So, I was in London yesterday – drinking in Borough Market, actually, only a couple of hours before the attacks, having had a day out at the Globe, so my natural horror at the event and sorrow for those affected is also tinged with a visceral relief that my friend and I weren’t caught up in it.
And I remember, as I sat in the sunshine watching a throng of people just going about their weekend – having enjoyed a theatre production that took a work of England’s greatest writer and made it into an inclusive, vibrant, diverse show for a modern audience – thinking just how much I loved this city, in all its busyness and bustle. I love that you can be on a bus and hear conversations in 10 different languages. I love that you can be surrounded by people who don’t look, sound or dress like you. And I love that London, like Manchester before it, reacts to such horrors with kindness and defiance and a fierce determination not to let an evil few taint their cities and communities.
So I am sad that I’m reposting this, which I wrote on Facebook after the Westminster attacks, but I believe it more than ever…
“And it made me think of what London is…
London is a city that is stoic in the face of disaster, but apoplectic in the face of inconvenience.
London is where we casually joke about keeping a spare pair of comfy ‘bomb shoes’ under our desk at work in case we have to walk home, but lose our minds at a five-minute delay on the Hammersmith and City line.

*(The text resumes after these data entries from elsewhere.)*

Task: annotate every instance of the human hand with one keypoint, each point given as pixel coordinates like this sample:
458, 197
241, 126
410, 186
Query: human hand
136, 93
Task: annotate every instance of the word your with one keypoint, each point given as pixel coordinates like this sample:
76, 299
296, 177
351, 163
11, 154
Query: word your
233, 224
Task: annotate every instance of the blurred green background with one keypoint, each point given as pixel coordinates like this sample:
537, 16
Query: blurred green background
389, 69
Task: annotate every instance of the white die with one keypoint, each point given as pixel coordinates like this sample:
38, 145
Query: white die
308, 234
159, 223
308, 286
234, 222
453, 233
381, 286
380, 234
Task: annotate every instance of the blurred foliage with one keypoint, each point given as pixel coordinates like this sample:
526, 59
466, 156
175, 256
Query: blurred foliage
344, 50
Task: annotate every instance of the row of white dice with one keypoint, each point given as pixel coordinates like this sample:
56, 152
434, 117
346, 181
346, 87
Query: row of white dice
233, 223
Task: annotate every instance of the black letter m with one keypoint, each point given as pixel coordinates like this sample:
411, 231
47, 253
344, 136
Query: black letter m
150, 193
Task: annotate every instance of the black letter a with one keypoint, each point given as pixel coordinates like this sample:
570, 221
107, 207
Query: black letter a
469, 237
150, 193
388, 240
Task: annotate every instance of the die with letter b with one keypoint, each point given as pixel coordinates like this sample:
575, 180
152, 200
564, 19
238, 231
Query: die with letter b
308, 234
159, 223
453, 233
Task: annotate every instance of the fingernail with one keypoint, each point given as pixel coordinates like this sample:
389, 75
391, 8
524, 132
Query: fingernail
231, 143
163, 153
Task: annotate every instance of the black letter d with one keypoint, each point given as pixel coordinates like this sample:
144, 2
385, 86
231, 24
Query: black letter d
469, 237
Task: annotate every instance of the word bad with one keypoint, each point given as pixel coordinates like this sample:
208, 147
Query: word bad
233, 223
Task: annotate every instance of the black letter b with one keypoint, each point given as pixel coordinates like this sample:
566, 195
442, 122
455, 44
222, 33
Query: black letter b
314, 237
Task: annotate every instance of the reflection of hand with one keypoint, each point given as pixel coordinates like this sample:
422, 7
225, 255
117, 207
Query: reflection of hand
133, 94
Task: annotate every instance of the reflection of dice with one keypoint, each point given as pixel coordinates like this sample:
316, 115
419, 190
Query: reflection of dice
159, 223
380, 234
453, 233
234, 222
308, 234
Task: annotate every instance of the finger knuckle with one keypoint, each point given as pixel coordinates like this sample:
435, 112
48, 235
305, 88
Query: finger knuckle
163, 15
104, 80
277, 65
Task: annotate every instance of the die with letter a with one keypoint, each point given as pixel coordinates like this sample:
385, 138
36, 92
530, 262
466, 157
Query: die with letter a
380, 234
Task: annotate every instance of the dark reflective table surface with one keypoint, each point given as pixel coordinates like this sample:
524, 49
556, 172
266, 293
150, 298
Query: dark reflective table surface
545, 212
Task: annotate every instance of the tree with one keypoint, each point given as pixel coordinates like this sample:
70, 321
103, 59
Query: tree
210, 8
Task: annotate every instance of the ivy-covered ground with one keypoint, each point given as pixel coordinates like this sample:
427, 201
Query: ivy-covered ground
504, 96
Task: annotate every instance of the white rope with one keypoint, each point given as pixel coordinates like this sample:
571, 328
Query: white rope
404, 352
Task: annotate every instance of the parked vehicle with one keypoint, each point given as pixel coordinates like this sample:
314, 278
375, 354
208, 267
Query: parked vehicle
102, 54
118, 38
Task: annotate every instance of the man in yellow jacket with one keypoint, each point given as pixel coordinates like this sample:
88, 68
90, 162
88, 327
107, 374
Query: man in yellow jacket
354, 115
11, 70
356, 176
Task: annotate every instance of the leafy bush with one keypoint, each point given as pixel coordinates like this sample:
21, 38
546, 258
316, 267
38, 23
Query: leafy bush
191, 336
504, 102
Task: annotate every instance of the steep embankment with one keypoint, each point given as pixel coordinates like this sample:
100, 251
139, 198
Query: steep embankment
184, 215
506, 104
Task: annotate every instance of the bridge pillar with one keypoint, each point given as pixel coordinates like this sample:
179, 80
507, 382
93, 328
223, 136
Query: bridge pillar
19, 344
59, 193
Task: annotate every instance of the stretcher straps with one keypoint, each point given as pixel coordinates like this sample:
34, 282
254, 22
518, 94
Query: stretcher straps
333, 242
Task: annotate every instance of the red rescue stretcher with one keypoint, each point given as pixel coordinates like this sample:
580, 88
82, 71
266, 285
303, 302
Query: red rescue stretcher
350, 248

London is where we have no time for your ‘Not all Muslims are terrorist but all terrorists are Muslim’ bullshit because we remember the IRA and the Admiral Duncan bomber and know that extremists and evil come in all stripes. London has always survived worse.
London is where you can visit some of the world’s best galleries and museums for free, but the price of a pint afterwards might bankrupt you.
London is where it’s unacceptable to hate people because of their race, religion or sexuality, but perfectly fine to wish strangers a terrible death for walking too slowly or standing on the wrong side of the escalator.
London is where in a tragedy people will go to extraordinary measures to help those who, in ordinary circumstances, they would go to extraordinary measures to avoid speaking to or making eye contact with.
London is imperfect: inequality and unfairness is baked into its bricks. It is flawed and full and noisy and dirty and frustrating. It defies your idealisation. Romanticise it and rhapsodise about it, and the next minute you will find yourself with your head in someone’s armpit as you listen to a braying posh boy brag about his skiing holiday.
London doesn’t care if you love it, and it hardly ever loves you back. (Oh, but when it does…)
But London is all of us, London is all of ours.”
Eloquently put. London and the people of London are bigger than any of this.